Сообщение
yakrevedko » 23 июл 2020, 20:29
Время от времени у меня глючит вход на форум, и можно проникнуть сюда только через прокси. Но на прошлой неделе мне было лень идти этими обходными путями, из-за душевного состояния. Поэтому внесу свое пережитое сюда в виде дневника, по старым записям, коль зашла сегодня.
Началось это в четверг, 16 июля.
Прости, приятель, иди.
Перед дорогой попей.
Неблизкий путь впереди,
Всё оставляй, не жалей.
Свой груз с собой не тащи,
Оставь эти слезы нам.
И где-то таймер пищит,
Должно быть, ждут тебя там,
Где можно в рёв голосить
И не окатят водой,
Крупинки солнца ловить,
Назначив главной едой.
Мурлыкать бодрый мотив,
От счастья, что боли нет.
А иногда, загрустив,
К нам заявляться во сне.
Чтоб почесали чуток
За ушком пальца крючком.
Лекарств не будет, дружок,
Шприцы теперь ни при чём.
Прости, старик, одному
Тебе придется ползти
Через дождливую тьму.
До радуги… ну, иди.
Потом было 17-е
Больше никогда. Безысходные слова, от которых веет мрачной предопределенностью. Потому они пугают до жути, пробирающей холодом до костей. Даже если то, что теперь «больше никогда» - прежде особой радости и не доставляло, просто было не очень ладно встроившейся в жизнь частью. Ну да, не особо нравилось, может. Но вдруг я не распробовала просто, и как говорится, что имеем – не храним. А теперь оно больше никогда.
Я разговариваю с комком костей и меха, почти невесомым. Комок еще смотрит на меня глазами, в которых уже потустороннее узнавание. Иногда он утробно стонет, но в целом, рвущих нутро страданий в нём не читается. Он тихо гаснет час за часом, похоже, ему надо уснуть и не проснуться, но он пока не может. Не хочет?
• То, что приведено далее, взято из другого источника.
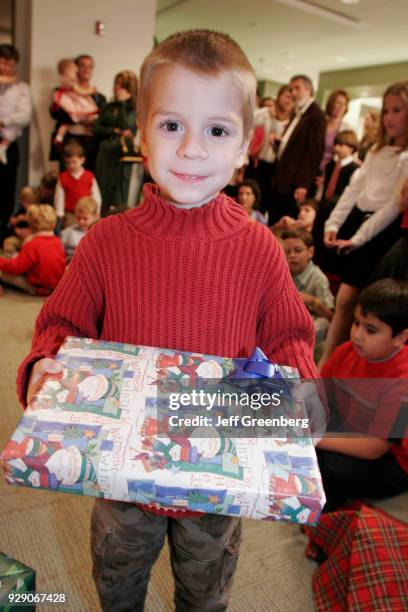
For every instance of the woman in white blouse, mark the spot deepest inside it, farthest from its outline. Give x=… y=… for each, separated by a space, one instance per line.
x=363 y=225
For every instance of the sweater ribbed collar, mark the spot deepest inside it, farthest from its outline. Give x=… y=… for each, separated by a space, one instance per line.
x=215 y=220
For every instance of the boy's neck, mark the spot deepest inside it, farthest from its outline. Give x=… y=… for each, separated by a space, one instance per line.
x=186 y=206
Захожу в туалет и вижу кошачий лоток, в который он, скорее всего, больше никогда не дойдет. И больше никогда не надо будет проверять, куда ставишь ногу, идя по ковру. Из-за его проделок, по крайней мере, точно не надо будет. Просто так – можно. А не чтобы не вляпаться в кучу. На кухне – пустые уже миски. Правда, вода еще стоит, вдруг попьет, хотя, скорее всего, уже тоже – больше никогда. Глупо, он уходит, а я думаю об испорченном паласе. Вот что значит – слишком удерживать. Если бы не оттаскивали его все последние годы от того самого тоннеля, в конце которого свет, то была бы совсем другая память.
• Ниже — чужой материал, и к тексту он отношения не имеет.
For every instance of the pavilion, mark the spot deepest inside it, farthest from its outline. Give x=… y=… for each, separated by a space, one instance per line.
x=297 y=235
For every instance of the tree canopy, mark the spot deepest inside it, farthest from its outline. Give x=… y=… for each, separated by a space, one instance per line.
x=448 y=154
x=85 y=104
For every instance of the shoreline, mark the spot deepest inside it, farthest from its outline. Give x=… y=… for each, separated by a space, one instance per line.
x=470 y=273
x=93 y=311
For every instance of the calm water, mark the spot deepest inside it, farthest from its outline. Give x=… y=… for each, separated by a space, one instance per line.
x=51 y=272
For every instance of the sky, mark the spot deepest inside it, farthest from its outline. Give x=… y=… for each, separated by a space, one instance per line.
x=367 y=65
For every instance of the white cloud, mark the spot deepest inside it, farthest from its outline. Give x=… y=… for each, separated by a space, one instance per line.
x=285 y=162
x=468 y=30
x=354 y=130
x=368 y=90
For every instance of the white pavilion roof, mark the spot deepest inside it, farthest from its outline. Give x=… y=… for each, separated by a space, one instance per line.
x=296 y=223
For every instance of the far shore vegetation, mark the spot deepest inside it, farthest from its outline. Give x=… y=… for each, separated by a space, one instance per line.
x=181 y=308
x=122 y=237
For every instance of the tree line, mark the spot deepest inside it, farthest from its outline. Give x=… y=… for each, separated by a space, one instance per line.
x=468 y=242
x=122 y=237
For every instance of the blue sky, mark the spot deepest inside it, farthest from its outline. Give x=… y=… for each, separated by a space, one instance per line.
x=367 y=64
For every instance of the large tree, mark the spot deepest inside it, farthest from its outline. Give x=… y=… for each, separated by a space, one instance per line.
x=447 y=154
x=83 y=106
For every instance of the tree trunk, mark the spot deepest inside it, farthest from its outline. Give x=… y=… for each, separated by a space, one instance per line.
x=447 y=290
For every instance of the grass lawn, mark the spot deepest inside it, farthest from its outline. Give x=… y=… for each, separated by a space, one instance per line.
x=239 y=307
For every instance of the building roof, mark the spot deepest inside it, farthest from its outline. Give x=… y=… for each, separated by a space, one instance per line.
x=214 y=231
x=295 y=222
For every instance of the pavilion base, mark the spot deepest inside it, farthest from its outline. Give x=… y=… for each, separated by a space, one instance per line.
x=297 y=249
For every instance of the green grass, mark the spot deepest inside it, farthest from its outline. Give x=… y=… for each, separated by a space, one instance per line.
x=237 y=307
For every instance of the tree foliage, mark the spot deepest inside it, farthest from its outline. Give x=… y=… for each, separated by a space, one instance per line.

Засыпай, кот. До радуги осталось совсем чуть-чуть.
И 18-е
Вчера он пришел к нам в комнату, и долго-долго лежал. Он вообще редко бывал в нашей комнате. А вчера он, шатаясь, добрался и сюда. И какое-то время угасал еще и рядом со мной. Я смотрела на его худые бока, отмечая наличие дыхания. Ставила ему Вивальди, чтобы звучало что-то мелодичное и с ровным ритмическим рисунком, а не как я обычно люблю. Потом музыка кончилась, и он ушел. Но сам еще не завершился. Он был до этого утра, до 18 июля, примерно до 11 часов. Утром я сидела и ждала, когда он перестанет дышать, это было видно, что вот-вот. Последние выдохи были как чихи. И самый последний «кхххх». Я проверяла, есть ли сердцебиение, прикладывая ухо к груди, слышала свой бешеный пульс и удивлялась: «Надо же, как колотится! Он не дышит уже, а сердце колотится». А потом сообразила, что это – мое сердце.
Я несла его на руках, завернутого в тряпку. Как давно я его вот так нежно не носила на руках, прижимая к груди. Почему? Почему стала такой черствой и поломанной? Когда я перестала умиляться котикам, замечать их пушистость, и начала мрачно обзывать чрезмерно страстную любовь к кошачьим признаками токсоплазмоза? Но при этом, лечила его, даже научилась ставить уколы… сначала ему, а потом вообще всем желающим. Искала в интернете – что бы еще вколоть. И это ведь помогало. Но сейчас, и это сразу было понятно, никаких лекарств искать уже не надо, и колоть его не надо, и еще как-то иначе не надо мучить, даже ради: «Мы сделали все, что смогли». Он начал становиться всё тише и медленнее. А в четверг вдруг вышел из туалета, шатаясь. И так и шатался, пока мог еще ходить. И мы поняли, что начинаются проводы. А сегодня проводы закончились.
Я несла его в лес, и это было символично. Ведь почти 17 лет назад я же и принесла его в нашу жизнь.
Мы оставили его в лесу, под дубом. Положив его так, словно он спит, свернувшись клубком, в неглубокую ямку, а потом по очереди закидали землей. Сын сам, спонтанно, произнес над наспех сработанной могилкой речь, искреннюю и такую красивую, что я слов лишилась. Заплакал и положил сверху собранный букетик из цветков цикория.
А потом вернулись в дом, где больше нет кота.
Ba-dum-ba-dum-ba-doodly-dum-boo! (с) Мерилин Монро.